Repositioning cruises are part of moving the ship from one area of the world to another...such as the Coral Princess moving from the Caribbean/Panama Canal area up to Alaska for the summer season. As a passenger, the only real difference should be that you fly into one city and fly home from another! The cruise experience itself shouldn't be too much different. Typically, a repositioning cruise is longer than a normal cruise, simply because of geography in relocating the ship.
llund, I heard a number of people on our sailing discussing an "ocean to ocean" tour in Panama, so I don't know why it isn't listed in your future shore excursions. It was on the original list of excursions for our cruise. I heard it was a great tour.
One thing about the Panama Canal tours is that most all of them are very long, meaning you leave as soon as you get to the canal, and spend most or all day on the tours, meeting up with the ship after it has come back out of the canal itself. The rain forest tour we did was one of the shorter excursions that day, which was part of the reason we originally chose it. We personally enjoy down time on the ship more than being on a lengthy tour.
Along with our friends, we did the "alternative/anytime dining" which we prefer to the traditional seatings. As the alternative dining has gained in popularity, I am noticing that more and more people are making "reservations" for dinner now. Several cruises ago when we first did the alternative dining choice, we would just show up (like at a local restaurant) and we'd get seated very quickly. On this Coral Princess cruise, it wasn't quite as easy for us to just show up and get seated quickly. The dining staff recommended that we make a standing reservation (same time each night) to ensure us a table without a wait. It seemed to us that this somewhat negated the whole purpose of "anytime dining!" We did call for reservations a couple of times, and because others already had their reservations scheduled, we were typically told a specific time they could accommodate us rather than just choosing a time of our liking.

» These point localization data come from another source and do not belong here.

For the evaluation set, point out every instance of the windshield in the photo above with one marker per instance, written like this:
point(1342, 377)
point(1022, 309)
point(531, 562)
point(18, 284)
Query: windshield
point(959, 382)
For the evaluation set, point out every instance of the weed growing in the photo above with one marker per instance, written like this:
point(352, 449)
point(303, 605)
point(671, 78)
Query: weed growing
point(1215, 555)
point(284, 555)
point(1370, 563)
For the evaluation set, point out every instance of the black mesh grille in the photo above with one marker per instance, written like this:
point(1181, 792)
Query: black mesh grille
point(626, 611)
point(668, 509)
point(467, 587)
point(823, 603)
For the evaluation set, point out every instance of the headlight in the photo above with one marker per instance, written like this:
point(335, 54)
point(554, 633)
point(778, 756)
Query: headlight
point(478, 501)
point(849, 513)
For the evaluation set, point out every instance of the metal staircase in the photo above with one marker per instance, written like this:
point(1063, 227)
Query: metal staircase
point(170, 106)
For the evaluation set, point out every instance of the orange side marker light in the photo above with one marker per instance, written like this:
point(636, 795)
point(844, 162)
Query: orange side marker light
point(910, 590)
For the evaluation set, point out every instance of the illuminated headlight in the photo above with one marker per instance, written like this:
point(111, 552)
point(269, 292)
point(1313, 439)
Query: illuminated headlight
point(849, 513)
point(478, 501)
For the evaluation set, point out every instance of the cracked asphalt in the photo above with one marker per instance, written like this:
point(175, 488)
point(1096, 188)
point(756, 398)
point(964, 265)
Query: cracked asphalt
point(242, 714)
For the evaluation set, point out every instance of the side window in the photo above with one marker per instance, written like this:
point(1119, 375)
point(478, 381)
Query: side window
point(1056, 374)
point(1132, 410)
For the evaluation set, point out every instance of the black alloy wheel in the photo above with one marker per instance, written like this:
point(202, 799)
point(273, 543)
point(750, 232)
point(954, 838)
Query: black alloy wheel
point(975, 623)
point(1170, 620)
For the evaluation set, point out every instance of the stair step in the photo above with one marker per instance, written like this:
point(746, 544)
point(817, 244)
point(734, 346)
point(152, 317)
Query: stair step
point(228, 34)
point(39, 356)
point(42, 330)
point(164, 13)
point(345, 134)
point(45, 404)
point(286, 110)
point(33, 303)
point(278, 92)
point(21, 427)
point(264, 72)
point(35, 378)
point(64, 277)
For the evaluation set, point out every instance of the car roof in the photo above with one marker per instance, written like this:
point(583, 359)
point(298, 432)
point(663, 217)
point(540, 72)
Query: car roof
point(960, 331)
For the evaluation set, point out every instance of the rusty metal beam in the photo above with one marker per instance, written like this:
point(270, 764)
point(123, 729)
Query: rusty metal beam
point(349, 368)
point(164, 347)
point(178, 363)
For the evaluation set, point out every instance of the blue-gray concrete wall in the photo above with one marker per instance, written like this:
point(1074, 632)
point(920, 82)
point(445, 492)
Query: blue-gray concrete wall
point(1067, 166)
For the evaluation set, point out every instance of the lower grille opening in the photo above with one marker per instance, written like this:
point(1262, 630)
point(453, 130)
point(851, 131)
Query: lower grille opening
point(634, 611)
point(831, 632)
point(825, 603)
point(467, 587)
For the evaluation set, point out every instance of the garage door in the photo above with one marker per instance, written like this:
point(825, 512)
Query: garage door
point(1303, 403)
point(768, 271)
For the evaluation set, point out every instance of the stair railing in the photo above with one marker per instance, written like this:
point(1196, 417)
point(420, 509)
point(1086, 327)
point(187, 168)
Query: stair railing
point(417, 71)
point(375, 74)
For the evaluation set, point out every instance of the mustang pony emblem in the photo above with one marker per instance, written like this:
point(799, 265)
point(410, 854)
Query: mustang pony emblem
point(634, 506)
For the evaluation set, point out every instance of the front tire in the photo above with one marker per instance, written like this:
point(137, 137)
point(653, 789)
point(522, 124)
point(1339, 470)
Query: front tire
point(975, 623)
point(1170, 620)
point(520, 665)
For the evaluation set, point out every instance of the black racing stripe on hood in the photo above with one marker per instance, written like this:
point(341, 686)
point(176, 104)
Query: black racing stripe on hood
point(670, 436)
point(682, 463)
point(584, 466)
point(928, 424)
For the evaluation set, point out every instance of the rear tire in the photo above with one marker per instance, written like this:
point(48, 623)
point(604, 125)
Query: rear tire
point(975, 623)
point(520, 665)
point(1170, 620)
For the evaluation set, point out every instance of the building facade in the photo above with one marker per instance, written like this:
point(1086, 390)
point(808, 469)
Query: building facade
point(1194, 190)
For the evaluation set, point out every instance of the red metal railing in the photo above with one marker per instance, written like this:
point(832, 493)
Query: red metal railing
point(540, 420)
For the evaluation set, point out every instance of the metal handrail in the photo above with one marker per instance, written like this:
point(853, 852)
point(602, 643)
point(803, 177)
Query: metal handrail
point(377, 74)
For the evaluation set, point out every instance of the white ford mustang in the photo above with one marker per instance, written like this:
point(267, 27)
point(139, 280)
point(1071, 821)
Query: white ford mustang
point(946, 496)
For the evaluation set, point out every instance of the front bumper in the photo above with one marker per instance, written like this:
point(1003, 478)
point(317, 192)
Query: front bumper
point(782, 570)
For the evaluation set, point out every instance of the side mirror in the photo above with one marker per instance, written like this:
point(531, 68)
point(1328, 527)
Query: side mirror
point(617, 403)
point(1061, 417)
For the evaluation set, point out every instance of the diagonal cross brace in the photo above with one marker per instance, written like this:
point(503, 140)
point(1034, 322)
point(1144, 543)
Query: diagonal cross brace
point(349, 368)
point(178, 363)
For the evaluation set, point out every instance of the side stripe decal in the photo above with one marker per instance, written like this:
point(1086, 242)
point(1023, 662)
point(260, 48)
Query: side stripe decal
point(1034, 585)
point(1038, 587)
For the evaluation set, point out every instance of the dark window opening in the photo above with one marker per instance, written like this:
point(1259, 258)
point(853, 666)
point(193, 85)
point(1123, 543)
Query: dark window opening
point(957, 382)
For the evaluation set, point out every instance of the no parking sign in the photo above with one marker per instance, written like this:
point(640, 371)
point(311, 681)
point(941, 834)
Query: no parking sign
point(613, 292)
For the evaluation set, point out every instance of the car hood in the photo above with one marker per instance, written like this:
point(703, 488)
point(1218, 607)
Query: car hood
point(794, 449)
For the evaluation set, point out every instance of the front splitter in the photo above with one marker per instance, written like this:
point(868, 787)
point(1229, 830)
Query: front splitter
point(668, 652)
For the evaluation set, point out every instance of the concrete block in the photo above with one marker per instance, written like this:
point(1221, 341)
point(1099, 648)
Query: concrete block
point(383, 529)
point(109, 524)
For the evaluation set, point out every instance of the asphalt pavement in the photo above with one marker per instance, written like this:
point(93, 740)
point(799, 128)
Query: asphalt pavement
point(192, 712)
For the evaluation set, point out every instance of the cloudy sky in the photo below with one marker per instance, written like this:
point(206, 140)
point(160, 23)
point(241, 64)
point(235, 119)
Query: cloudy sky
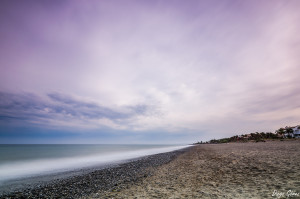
point(147, 71)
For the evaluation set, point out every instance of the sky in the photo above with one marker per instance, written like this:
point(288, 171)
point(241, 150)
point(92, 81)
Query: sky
point(150, 72)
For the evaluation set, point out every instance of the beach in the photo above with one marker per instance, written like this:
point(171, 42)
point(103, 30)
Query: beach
point(234, 170)
point(85, 182)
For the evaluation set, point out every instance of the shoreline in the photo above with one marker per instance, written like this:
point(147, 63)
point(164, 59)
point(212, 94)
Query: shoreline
point(231, 170)
point(84, 182)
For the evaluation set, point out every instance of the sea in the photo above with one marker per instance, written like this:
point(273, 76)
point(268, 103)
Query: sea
point(19, 162)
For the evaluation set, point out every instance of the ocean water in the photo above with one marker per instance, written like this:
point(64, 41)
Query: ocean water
point(21, 161)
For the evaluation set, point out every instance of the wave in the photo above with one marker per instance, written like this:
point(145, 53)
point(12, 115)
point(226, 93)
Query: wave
point(21, 169)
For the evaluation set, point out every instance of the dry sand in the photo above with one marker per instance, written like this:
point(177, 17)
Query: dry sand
point(234, 170)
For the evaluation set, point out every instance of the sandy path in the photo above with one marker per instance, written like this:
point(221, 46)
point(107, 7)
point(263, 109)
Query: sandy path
point(235, 170)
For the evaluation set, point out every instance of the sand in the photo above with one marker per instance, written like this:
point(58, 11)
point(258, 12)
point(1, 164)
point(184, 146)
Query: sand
point(234, 170)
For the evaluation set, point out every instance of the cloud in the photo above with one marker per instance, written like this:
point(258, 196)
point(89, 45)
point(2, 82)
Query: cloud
point(205, 66)
point(63, 110)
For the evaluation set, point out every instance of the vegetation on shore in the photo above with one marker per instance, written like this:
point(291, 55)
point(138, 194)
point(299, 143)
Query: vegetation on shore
point(280, 134)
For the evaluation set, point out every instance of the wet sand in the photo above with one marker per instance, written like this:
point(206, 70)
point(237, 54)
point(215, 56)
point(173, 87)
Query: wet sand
point(87, 182)
point(235, 170)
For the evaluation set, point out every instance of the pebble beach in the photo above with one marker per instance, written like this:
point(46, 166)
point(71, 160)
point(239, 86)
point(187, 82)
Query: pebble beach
point(233, 170)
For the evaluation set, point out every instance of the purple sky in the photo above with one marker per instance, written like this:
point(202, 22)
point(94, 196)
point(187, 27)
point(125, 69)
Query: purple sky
point(147, 71)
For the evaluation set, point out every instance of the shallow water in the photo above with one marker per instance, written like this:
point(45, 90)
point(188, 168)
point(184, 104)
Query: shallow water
point(19, 161)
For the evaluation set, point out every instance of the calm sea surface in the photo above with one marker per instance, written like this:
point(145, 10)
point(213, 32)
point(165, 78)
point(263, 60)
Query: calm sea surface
point(19, 161)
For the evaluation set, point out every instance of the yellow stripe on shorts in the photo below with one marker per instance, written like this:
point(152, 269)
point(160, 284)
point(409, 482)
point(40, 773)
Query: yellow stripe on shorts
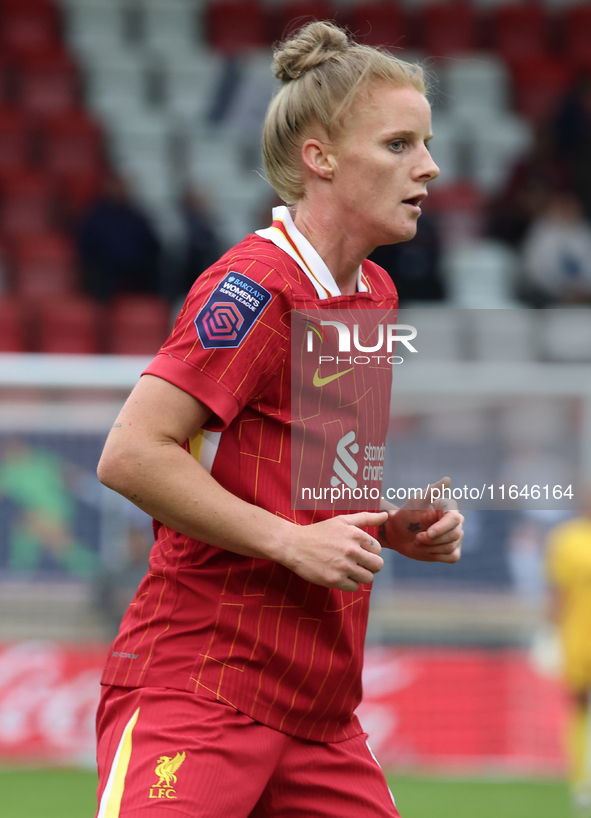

Again, we prefer the alternative/anytime dining choice over traditional, but we ate in the main dining room less this time because of the reservations situation. For us, the "first come, first served" idea makes more sense for the alternative/anytime dining. Or perhaps they should just add a third dining room on the ships and have one for traditional, one for reservations, and one for true anytime dining!! (somewhat kidding here although it might make sense!)
To sum up again, this was a great cruise on a great ship.
Sorry Carol....we didn't spend any time dancing or at the shows while on this ship so I cannot really comment on any of that. And we did not try the alternative restaurants either (gosh, we sound pretty boring!). Yet we had a great time!!
The average age was probably mid-50's....there were a number of people who were younger and plenty who were older, and not too many kids around. We are in our mid-40's and found the age variation to be just about right.